South Africa’s Eastern Cape is the location of this tenderly written novel, set in the 1700s. It’s a time when people of various cultures mistrust and sometimes disrespect one another, and where people with a strong religious background must grapple with the ways of witch doctors and healers and threats from marauding tribal gangs.
The book opens with 23-year-old saddle maker Hans Marais, known as HM, returning to Africa from his studies in Holland. He has brought along some beautiful horses he owns, but the military police accuse him of stealing them because they want the horses for breeding. HM cleverly escapes and heads to his family’s farm, accompanied by his bushman friend Henry.
While the story line follows HM and his extended family and friends (who continually meet, fall in love and marry in a flash), the underlying message reflects the importance of respecting all people’s lives. “We have to find a way to change people’s attitudes towards each other, and teach them to show dignity and respect for all men,” HM tells Henry. Through HM’s many encounters with others, he demonstrates peaceful solutions to people’s differences.

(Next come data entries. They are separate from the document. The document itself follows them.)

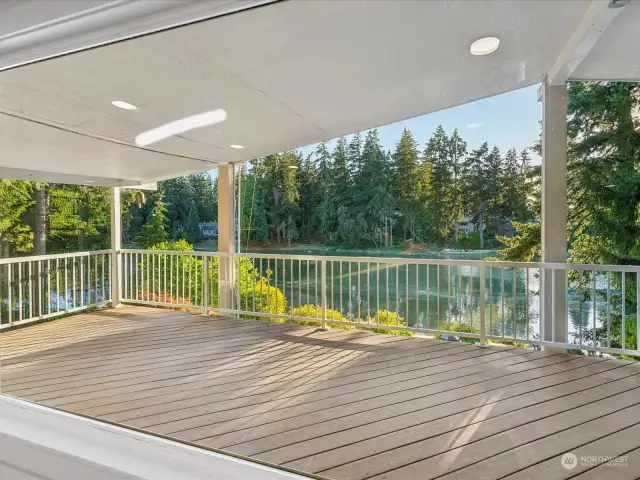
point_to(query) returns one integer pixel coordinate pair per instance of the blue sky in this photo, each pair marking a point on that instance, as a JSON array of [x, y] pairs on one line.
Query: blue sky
[[508, 120]]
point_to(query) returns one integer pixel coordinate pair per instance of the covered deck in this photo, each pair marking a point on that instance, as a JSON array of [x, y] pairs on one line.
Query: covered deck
[[338, 404]]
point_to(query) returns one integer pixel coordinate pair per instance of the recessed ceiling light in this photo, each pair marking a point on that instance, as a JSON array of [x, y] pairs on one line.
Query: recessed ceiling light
[[123, 105], [180, 126], [485, 46]]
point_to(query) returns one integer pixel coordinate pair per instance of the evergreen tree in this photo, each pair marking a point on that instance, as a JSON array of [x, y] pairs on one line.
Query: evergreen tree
[[457, 154], [476, 182], [153, 231], [440, 195], [15, 201], [201, 186], [192, 232], [323, 190], [407, 183], [495, 192]]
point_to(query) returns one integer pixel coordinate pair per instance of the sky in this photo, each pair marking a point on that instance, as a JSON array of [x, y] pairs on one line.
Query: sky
[[509, 121]]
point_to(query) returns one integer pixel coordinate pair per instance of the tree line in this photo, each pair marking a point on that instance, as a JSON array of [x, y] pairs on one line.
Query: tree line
[[38, 218], [359, 195]]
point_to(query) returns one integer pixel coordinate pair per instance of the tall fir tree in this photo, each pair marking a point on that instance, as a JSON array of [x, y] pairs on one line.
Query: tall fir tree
[[457, 155], [153, 231], [192, 231], [407, 183], [440, 193]]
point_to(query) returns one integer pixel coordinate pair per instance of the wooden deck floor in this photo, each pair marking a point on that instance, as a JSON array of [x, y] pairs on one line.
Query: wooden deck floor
[[345, 405]]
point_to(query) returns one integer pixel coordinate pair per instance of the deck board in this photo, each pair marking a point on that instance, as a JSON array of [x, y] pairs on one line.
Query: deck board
[[343, 404]]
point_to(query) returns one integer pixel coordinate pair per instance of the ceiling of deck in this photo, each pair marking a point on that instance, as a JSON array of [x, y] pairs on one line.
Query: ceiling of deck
[[288, 74]]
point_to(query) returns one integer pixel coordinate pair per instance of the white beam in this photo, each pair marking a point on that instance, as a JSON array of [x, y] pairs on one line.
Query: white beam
[[554, 211], [593, 25], [116, 246], [65, 31], [57, 177]]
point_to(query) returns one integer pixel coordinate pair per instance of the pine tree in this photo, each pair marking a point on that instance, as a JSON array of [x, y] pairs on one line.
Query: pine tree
[[457, 154], [407, 182], [192, 231], [440, 193], [323, 190], [201, 185], [15, 201], [477, 188], [153, 231]]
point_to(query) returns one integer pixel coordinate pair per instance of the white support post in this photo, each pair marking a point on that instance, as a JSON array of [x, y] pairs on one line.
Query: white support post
[[116, 246], [554, 211], [226, 234]]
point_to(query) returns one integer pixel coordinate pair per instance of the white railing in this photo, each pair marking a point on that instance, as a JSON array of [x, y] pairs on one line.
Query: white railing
[[499, 301], [40, 287]]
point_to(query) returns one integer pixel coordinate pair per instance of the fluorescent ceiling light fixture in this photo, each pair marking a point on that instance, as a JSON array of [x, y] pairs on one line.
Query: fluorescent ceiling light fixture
[[123, 105], [485, 46], [180, 126]]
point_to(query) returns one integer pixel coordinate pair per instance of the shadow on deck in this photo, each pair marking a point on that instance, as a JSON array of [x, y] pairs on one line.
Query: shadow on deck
[[345, 405]]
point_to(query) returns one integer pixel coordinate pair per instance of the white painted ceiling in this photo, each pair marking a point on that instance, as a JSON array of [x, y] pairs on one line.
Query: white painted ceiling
[[288, 74]]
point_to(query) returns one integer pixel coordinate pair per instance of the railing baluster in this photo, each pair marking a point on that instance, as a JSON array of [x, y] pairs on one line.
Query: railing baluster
[[358, 298], [397, 293], [308, 281], [300, 283], [515, 304], [458, 299], [10, 299], [57, 286], [623, 302], [406, 292], [205, 283], [323, 279], [40, 293], [609, 309], [526, 302], [30, 290], [594, 308], [448, 289], [428, 288], [638, 310], [20, 305], [291, 288], [553, 306], [438, 298], [102, 278], [502, 299], [73, 283], [482, 306], [387, 305], [580, 313], [350, 294], [491, 301]]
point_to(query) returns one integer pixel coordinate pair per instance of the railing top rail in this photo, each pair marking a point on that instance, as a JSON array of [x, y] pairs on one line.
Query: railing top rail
[[35, 258], [404, 260]]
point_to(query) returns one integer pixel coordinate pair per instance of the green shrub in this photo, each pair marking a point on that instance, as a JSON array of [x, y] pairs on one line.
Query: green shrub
[[387, 317], [184, 275], [315, 311]]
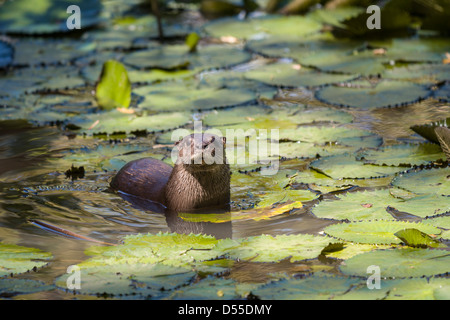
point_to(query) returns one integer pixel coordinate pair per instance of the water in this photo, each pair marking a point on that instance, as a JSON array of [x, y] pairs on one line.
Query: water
[[32, 166]]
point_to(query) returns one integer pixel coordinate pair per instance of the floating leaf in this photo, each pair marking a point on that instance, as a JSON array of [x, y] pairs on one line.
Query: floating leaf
[[317, 287], [443, 135], [14, 286], [6, 54], [257, 214], [16, 259], [294, 75], [347, 166], [400, 263], [46, 16], [266, 248], [443, 93], [192, 41], [367, 96], [375, 232], [113, 121], [375, 204], [137, 280], [171, 57], [114, 88], [428, 130], [404, 155], [260, 27], [33, 52], [416, 238], [187, 96], [427, 181]]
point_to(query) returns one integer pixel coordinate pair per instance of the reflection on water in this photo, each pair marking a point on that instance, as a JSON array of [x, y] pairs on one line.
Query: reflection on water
[[33, 186]]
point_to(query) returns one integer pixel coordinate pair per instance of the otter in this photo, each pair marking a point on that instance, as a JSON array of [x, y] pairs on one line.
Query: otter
[[199, 179]]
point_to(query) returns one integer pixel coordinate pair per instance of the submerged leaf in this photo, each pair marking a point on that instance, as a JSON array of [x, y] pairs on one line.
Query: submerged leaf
[[114, 88], [416, 238], [400, 263], [45, 16], [375, 232], [16, 259], [364, 95], [443, 135]]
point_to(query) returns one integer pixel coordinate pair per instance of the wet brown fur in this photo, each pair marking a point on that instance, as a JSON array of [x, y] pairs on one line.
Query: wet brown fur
[[186, 186]]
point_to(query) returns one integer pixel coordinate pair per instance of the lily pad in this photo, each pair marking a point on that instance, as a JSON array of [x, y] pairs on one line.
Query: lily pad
[[316, 287], [187, 96], [364, 95], [375, 232], [347, 166], [427, 181], [138, 280], [114, 88], [113, 121], [427, 130], [262, 27], [170, 57], [400, 263], [17, 259], [443, 93], [12, 287], [293, 75], [404, 155], [19, 81], [45, 17], [6, 54], [34, 52], [417, 239], [266, 248]]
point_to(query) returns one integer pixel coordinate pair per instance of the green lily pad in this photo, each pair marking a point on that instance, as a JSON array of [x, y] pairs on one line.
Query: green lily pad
[[6, 54], [178, 250], [46, 16], [443, 135], [137, 280], [266, 248], [108, 157], [426, 72], [400, 263], [187, 96], [293, 75], [16, 259], [27, 80], [114, 88], [115, 122], [367, 96], [212, 288], [427, 181], [316, 287], [404, 155], [375, 232], [262, 27], [33, 52], [425, 49], [427, 130], [443, 93], [441, 222], [171, 57], [285, 119], [375, 204], [14, 286], [347, 166], [417, 239]]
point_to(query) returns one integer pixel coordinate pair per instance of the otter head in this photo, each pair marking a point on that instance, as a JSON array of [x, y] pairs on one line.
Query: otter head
[[201, 151]]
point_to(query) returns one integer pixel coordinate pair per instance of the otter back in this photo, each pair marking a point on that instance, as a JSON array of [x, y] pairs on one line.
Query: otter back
[[145, 178]]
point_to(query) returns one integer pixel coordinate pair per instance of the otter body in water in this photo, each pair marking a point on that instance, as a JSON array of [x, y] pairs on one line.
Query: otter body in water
[[199, 179]]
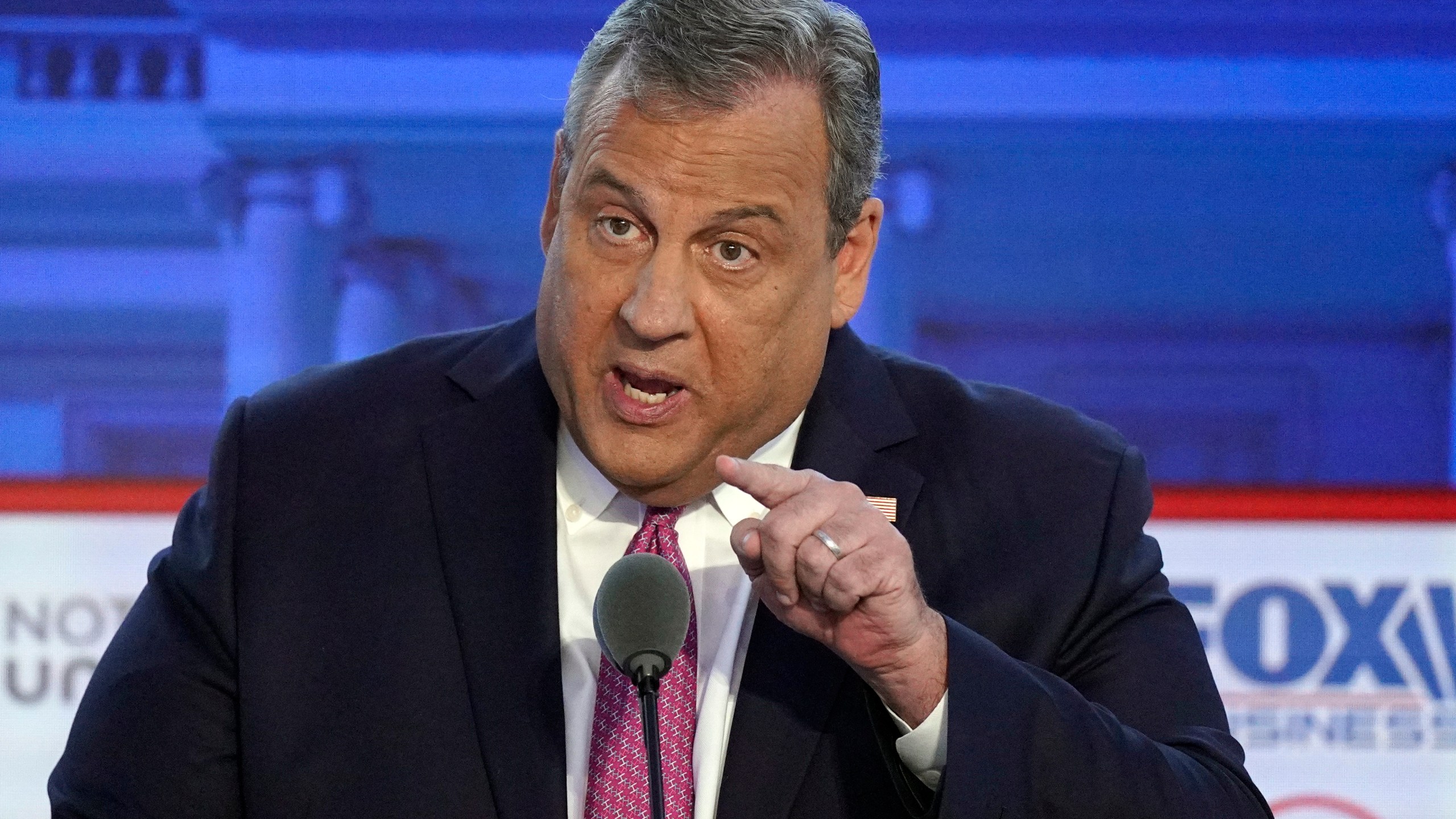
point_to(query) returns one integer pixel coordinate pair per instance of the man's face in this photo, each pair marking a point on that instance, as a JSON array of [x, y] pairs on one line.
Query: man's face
[[689, 291]]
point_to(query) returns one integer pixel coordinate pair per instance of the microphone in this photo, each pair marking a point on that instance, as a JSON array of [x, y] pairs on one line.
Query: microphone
[[641, 618]]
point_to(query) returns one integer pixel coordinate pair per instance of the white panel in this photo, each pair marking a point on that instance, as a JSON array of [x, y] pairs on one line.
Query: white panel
[[1346, 713], [64, 584]]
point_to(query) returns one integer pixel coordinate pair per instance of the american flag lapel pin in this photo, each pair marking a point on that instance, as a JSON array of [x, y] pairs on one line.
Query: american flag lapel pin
[[884, 504]]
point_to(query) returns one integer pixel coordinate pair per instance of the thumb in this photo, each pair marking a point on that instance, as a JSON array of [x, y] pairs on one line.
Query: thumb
[[747, 545]]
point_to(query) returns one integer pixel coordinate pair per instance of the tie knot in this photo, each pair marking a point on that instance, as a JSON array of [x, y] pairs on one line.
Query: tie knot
[[661, 516]]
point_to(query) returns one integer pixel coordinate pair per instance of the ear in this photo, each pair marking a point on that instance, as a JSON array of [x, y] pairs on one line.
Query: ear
[[852, 263], [554, 187]]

Dr. Wally Marais’ book is based on his personal experiences growing up on an Eastern Cape farm and reads somewhat like Aesop’s tales for human beings’ behavior. Though the plot is light on drama and intensity, the author employs nicely descriptive word play regarding the wild animals, including hyenas, leopards, springbok, rhino, and more. “All around me were grey vervet monkeys lying open armed with their white tummies facing the sun soaking in its warmth like sponges. Added to this were the chittering, fluttering and shivering birds clutching to each other as they too tried to absorb all the sun that they could.”
Overall, this capably written story, with a bit of South African history and a strong religious message emphasizing respect for all people, offers a feel-good read for its audience.